Linda Lê was born in Dalat, Vietnam in 1963. Her family moved to Saigon to escape the war in 1969, and two years later, in 1977, she left Vietnam for France, where she was admitted to Hypokhâgne and then to Khâgne at Henri IV after completing her baccalaureate. She lived for a long time near the Sainte-Geneviève library, her second home.
Her first novel, A Tender Vampire (1986), was published when she was 23, but she felt “born into literature” with The Gospels of Crime (1992). Linda Lê received the Prince of Monaco prize in 2019 after receiving the Fénéon Prize, the Prix Wepler, and the Prix Renaudot du livre de Poche.
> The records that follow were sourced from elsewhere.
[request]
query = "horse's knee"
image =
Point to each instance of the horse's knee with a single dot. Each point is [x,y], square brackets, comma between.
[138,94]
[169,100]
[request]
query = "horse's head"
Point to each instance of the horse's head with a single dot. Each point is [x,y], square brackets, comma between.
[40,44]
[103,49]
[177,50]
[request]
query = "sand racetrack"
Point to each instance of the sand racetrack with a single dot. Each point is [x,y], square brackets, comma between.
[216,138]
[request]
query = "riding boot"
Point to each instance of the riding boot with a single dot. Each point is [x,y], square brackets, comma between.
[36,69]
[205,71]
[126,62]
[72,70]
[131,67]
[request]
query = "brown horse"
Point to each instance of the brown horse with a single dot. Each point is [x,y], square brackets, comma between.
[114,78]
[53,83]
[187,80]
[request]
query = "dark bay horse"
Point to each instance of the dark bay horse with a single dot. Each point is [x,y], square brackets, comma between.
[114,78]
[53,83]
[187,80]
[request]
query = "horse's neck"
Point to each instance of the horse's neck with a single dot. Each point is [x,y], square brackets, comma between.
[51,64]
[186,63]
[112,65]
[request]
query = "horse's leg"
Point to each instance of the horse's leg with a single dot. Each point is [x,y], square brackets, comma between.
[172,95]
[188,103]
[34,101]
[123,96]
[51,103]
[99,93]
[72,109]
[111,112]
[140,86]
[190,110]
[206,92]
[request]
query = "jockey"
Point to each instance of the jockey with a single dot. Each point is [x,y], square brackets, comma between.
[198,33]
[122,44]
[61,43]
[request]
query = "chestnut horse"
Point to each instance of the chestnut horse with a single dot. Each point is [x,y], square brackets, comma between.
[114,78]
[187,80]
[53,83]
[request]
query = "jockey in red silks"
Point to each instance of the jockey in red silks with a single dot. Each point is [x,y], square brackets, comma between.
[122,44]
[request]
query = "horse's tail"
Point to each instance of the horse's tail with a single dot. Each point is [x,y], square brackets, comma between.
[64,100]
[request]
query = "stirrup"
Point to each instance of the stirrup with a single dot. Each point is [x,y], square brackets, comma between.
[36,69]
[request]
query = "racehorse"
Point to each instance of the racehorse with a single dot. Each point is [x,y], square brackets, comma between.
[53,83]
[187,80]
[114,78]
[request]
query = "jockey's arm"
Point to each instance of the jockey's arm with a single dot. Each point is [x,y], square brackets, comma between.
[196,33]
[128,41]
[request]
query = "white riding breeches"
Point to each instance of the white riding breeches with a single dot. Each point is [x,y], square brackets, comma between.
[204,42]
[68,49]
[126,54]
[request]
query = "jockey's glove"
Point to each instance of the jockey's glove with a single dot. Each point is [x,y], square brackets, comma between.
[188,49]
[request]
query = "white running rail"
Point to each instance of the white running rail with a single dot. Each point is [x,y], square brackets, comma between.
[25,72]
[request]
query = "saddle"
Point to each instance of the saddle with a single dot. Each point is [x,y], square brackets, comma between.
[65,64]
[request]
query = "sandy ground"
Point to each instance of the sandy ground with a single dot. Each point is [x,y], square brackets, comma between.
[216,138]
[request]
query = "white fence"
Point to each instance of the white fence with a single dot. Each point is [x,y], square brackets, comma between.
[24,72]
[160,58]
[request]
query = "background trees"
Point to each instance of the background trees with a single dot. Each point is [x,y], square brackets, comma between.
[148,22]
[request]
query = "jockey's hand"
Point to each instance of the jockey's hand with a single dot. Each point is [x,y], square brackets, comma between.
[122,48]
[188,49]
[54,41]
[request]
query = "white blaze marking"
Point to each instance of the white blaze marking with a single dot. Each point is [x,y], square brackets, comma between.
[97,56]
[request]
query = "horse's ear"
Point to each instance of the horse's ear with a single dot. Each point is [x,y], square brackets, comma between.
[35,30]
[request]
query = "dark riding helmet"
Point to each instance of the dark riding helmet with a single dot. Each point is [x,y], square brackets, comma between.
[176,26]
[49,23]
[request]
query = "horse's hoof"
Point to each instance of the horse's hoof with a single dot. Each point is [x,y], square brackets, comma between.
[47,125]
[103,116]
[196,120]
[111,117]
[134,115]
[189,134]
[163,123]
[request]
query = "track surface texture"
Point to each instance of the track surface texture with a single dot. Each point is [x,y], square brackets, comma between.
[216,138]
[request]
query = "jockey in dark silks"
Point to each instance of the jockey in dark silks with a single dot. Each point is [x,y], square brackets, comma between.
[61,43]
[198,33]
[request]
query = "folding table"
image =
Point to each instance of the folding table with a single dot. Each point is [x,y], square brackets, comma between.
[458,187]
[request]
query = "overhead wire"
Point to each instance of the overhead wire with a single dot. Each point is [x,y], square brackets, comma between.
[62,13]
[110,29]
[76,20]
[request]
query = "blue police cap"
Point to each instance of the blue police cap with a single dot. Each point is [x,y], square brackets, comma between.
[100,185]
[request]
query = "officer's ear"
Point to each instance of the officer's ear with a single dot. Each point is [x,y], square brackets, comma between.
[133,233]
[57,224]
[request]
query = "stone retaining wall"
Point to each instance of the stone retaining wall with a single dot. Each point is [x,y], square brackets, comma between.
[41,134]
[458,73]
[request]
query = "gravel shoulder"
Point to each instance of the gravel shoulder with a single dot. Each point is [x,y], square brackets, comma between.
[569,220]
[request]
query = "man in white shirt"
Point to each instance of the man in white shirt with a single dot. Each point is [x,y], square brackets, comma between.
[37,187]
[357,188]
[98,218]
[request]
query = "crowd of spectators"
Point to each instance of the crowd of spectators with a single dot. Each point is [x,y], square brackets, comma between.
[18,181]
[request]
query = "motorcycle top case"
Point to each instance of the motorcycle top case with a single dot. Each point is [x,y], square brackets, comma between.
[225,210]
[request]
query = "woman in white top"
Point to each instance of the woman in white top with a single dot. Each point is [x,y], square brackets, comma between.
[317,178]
Her works were always haunted by the same haunting themes: duality, inner war, bewitchment, and the struggle between Eros and Thanatos. Some of her other famous novels were also translated and published in Vietnam, such as Overcoming the waves, voices, dead letters, playing with fire again, slander…
Linda Lê had just published “Of no one I was the contemporary” at Stock last February, about the meeting in Moscow in 1923 between Russian poet Ossip Mandelstam who died in deportation to Kolyma and Vietnamese independence militant Ho Chi Minh.